El propietario de la estación de servicios de bandera PDV Sur cuestionó con dureza los índices oficiales y el rumbo económico del país, en el marco del cierre definitivo de su firma en Paraná.
“Dicen que la inflación es del 2% pero solo los que lo dicen pueden llegar a creer eso porque el común denominador en cualquier empleado que recibe su sueldo se da cuenta que ese 2% no cuadra ni para un niño que asiste a jardín de infantes”, apuntó el empresario.
En ese contexto, vinculó la situación macroeconómica con el cierre de su empresa. “Así como yo decidió cerrar la empresa, cada vez se perderán más fuentes de trabajo y cerrarán más firmas”, advirtió.
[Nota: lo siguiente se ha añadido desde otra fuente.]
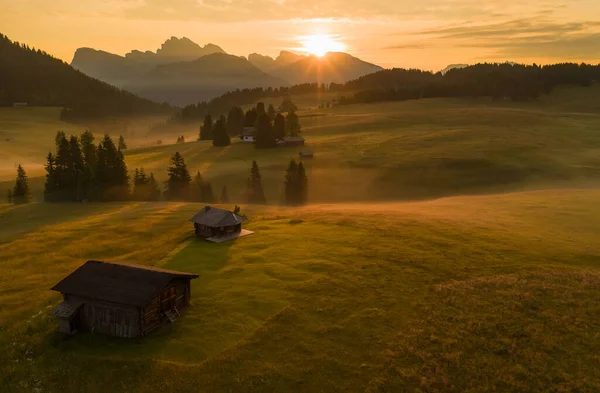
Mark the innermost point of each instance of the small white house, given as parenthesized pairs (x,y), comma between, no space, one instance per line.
(247,134)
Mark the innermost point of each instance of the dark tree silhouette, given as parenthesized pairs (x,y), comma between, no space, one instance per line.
(221,138)
(206,130)
(279,126)
(235,121)
(292,124)
(264,136)
(178,184)
(254,189)
(122,144)
(271,112)
(20,192)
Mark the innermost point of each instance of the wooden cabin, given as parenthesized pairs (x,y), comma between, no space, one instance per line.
(291,141)
(121,300)
(213,222)
(247,134)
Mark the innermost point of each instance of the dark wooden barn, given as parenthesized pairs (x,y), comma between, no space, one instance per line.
(120,300)
(214,222)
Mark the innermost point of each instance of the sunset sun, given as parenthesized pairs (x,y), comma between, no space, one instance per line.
(320,44)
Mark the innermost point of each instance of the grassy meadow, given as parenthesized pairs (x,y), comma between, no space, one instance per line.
(479,293)
(450,245)
(390,151)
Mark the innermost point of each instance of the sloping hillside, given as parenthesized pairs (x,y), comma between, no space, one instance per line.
(209,76)
(32,76)
(332,67)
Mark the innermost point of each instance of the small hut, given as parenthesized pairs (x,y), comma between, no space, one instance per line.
(218,225)
(247,134)
(122,300)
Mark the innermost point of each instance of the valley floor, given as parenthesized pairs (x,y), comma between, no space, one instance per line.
(480,293)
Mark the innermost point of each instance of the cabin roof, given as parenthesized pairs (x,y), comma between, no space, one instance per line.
(127,284)
(215,217)
(248,131)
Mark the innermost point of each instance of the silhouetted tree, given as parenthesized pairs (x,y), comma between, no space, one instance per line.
(292,124)
(263,132)
(250,118)
(279,126)
(254,190)
(235,121)
(206,130)
(111,180)
(287,105)
(20,192)
(122,144)
(221,138)
(271,112)
(224,195)
(178,184)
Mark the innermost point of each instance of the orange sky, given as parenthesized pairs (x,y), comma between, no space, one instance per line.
(427,34)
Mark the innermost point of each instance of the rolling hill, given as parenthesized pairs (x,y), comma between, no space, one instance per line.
(192,81)
(38,79)
(332,67)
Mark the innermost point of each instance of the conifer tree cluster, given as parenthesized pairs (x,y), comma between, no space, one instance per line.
(145,188)
(201,190)
(81,171)
(255,193)
(20,192)
(296,184)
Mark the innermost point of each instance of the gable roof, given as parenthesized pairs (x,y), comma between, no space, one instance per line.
(215,217)
(129,284)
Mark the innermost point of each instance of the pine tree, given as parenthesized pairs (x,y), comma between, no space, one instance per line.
(178,184)
(290,184)
(250,118)
(153,190)
(221,138)
(235,121)
(279,126)
(50,187)
(263,132)
(271,112)
(112,181)
(60,135)
(292,124)
(224,195)
(206,130)
(302,185)
(122,144)
(20,192)
(254,190)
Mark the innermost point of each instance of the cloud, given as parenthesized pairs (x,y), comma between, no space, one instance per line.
(524,38)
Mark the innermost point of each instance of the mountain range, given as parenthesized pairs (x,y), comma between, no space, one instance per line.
(182,72)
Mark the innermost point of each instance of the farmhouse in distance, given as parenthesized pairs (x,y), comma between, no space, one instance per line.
(122,300)
(218,225)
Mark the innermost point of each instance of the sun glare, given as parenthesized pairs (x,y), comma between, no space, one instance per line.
(320,44)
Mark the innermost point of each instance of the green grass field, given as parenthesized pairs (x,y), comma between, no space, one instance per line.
(492,287)
(488,293)
(391,151)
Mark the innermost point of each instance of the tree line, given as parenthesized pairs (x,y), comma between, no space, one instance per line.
(38,79)
(269,125)
(80,170)
(500,81)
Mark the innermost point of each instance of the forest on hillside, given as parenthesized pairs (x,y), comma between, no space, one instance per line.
(504,81)
(34,77)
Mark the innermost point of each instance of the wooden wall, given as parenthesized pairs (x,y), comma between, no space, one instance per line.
(108,318)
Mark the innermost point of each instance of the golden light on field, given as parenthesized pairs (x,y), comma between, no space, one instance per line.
(320,44)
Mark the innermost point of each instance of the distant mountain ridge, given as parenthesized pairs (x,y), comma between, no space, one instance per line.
(162,75)
(34,77)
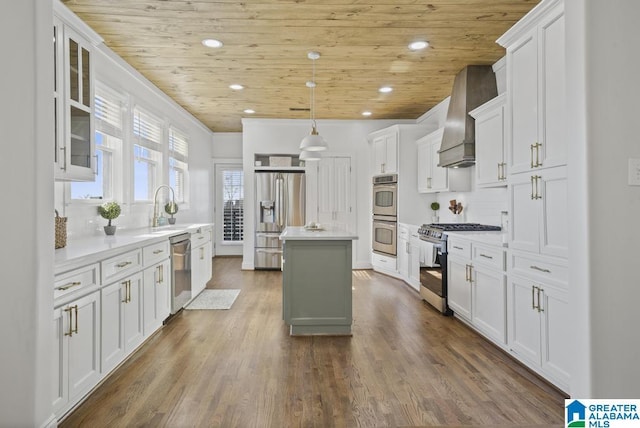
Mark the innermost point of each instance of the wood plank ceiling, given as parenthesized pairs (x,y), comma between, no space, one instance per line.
(363,45)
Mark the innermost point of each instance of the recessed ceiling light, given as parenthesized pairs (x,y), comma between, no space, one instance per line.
(212,43)
(418,45)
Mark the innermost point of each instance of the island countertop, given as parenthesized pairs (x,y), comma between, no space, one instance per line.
(301,233)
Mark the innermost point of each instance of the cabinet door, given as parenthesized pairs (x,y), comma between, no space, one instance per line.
(553,126)
(524,320)
(489,293)
(133,322)
(522,77)
(84,346)
(112,339)
(438,174)
(556,322)
(59,361)
(403,257)
(459,289)
(490,148)
(524,213)
(424,166)
(553,233)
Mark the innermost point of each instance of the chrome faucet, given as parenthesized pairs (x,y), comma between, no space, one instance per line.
(156,209)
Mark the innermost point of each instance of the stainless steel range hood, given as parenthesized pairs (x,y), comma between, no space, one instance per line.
(474,85)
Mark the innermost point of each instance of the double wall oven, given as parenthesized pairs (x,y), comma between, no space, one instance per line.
(385,214)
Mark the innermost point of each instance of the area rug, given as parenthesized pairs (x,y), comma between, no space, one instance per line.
(214,299)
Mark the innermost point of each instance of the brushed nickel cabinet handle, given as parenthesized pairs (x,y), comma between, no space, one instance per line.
(534,267)
(69,285)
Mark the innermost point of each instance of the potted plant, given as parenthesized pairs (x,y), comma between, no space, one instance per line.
(435,207)
(171,208)
(109,211)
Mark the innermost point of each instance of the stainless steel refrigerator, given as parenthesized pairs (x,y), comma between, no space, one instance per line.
(280,202)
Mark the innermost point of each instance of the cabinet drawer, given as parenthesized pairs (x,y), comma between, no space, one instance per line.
(544,269)
(121,265)
(154,253)
(459,247)
(200,236)
(75,282)
(488,256)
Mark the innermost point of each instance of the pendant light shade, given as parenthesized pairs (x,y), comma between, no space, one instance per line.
(308,156)
(313,142)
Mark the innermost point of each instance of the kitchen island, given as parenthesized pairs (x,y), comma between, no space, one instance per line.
(316,281)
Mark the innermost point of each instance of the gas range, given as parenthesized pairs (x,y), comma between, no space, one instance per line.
(435,232)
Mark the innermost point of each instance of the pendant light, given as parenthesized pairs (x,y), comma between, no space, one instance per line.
(313,142)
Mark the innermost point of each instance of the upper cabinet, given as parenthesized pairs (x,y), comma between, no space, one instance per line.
(385,152)
(433,178)
(536,125)
(73,104)
(491,168)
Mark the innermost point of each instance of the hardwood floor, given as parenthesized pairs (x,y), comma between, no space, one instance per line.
(405,365)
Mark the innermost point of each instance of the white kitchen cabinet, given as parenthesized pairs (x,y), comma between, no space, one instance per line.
(539,212)
(156,296)
(536,122)
(122,321)
(334,191)
(74,152)
(75,356)
(491,168)
(539,324)
(432,178)
(477,286)
(385,153)
(201,266)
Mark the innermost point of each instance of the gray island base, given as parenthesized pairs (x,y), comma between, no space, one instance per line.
(316,281)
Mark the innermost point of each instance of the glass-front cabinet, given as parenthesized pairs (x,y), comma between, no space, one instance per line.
(73,105)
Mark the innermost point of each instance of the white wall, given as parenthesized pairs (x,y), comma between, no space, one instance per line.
(83,219)
(26,256)
(603,40)
(343,138)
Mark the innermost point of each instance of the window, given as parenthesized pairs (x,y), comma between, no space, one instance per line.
(232,201)
(108,121)
(178,164)
(147,154)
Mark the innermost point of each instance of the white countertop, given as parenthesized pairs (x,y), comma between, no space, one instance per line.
(91,249)
(300,233)
(497,238)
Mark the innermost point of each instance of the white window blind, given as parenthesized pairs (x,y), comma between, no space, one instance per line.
(108,112)
(148,129)
(178,145)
Y disparó: “Hace 23 años que mi empresa compró la estación de servicios y siempre trabajamos bien, hasta el período de iniciación de este nuevo gobierno libertario. Nos espera un país peor”, sentenció al trazar un balance de la actividad desde el cambio de gestión nacional.
En la oportunidad, Alegre explicó que, en lo personal, su situación económica no depende ya de la estación de servicio. Dijo tener su vida resuelta gracias a ingresos de otro tipo, aunque remarcó que eso no atenúa el impacto emocional del cierre.
“Me da mucha tristeza porque en 23 años hasta un pesebre armábamos todos los 24 de diciembre y cuántas veces rezamos a la Virgen antes de tomar la decisión de cerrar, pero la presión impositiva no se aguanta más porque este modelo económico es para pocos y cada vez quedarán más pobres”, lamentó.
Al referirse a su plantel de trabajadores, el empresario subrayó el costado humano de la decisión. “Tengo mi vida hecha, pero siento mucha tristeza por mis 20 empleados, los que se fueron todos indemnizados a su casa. Por lo menos les cumplí y ojalá que realmente puedan rehacer sus vidas dado que muchos de ellos tenían más de 20 años de servicios”, comentó a El Once.
Finalmente, graficó el perfil del personal que lo acompañó durante más de dos décadas: “Eran todos empleados antiguos, viejos”, concluyó, en declaraciones reproducidas por APFDigital.